Author of 'Mandela, My Prisoner, My Friend' to speak at Wichita State

Wichita State University and the City of Wichita, in cooperation with Watermark Books, are hosting a Gordon Parks Lecture Series event, “A Conversation with Christo Brand,” at 7 p.m. Monday, Dec. 8, in the Lowe Auditorium at the Hughes Metropolitan Complex, 5015 E. 29th St. N. The event is free and open to the public.

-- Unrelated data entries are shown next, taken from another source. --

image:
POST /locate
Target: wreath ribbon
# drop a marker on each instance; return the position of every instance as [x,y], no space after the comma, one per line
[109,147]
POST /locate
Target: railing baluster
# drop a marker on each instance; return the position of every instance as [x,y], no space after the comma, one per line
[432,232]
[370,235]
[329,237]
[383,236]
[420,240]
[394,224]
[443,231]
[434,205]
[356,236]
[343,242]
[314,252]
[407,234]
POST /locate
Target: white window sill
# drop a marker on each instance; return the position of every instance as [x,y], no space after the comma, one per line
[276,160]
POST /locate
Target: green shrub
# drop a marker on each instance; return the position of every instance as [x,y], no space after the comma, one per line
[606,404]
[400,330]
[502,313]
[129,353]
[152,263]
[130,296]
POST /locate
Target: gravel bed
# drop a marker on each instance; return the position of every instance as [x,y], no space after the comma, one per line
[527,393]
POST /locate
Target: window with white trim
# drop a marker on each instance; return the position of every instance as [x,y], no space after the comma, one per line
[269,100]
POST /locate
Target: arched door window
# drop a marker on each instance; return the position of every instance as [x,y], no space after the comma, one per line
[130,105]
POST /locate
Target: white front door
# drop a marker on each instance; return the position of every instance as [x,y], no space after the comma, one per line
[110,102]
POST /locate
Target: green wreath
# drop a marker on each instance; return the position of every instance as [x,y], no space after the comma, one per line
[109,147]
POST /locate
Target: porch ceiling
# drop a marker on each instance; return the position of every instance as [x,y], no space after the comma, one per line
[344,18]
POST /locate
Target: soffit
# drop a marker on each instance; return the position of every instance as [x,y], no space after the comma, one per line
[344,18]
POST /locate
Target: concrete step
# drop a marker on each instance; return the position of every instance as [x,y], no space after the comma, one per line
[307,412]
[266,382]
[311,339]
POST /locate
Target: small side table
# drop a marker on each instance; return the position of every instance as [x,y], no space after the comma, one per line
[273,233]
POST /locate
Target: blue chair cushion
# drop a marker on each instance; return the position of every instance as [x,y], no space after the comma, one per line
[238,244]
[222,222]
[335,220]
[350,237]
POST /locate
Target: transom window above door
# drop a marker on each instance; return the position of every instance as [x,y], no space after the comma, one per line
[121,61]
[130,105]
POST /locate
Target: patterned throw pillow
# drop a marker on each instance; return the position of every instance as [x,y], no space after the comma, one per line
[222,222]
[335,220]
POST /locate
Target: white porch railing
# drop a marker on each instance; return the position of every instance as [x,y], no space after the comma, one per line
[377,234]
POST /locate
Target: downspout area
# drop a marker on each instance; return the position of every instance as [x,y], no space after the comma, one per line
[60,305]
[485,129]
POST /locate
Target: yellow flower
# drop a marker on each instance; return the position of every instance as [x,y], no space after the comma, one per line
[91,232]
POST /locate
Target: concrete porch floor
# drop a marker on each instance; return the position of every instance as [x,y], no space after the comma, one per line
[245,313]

Brand is the author of the recent book “Mandela, My Prisoner, My Friend,” the story of his unlikely friendship with South Africa’s future president and Nobel Laureate. A white, Afrikaner farm boy, Brand grew up in the apartheid culture that persecuted the country’s black people and claimed superiority for whites. He met Nelson Mandela as a raw recruit in South Africa’s prison service as a guard at Robben Island, where Mandela was incarcerated for 18 of his 27 years as a political prisoner. For Brand, proximity with the reputed terrorist leader dispelled the myths of apartheid, and through small kindnesses – risking his own freedom – the 18-year-old warden formed a lifelong friendship with the 60-year-old freedom fighter.

Brand’s friendship with Mandela continued beyond Robbin Island. When Mandela became president of South Africa, he called for Brand and gave him a job in the archives department of the Parliament, and a few weeks before his death, Mandela made one more call to say goodbye. The book is the first time Brand has shared his story.

Brand will be interviewed at the event by Wichita State University Vice President and General Counsel Ted Ayres. Copies of “Mandela, My Prisoner, My Friend” will be made available by Watermark Books at the event, and a signing will follow the interview.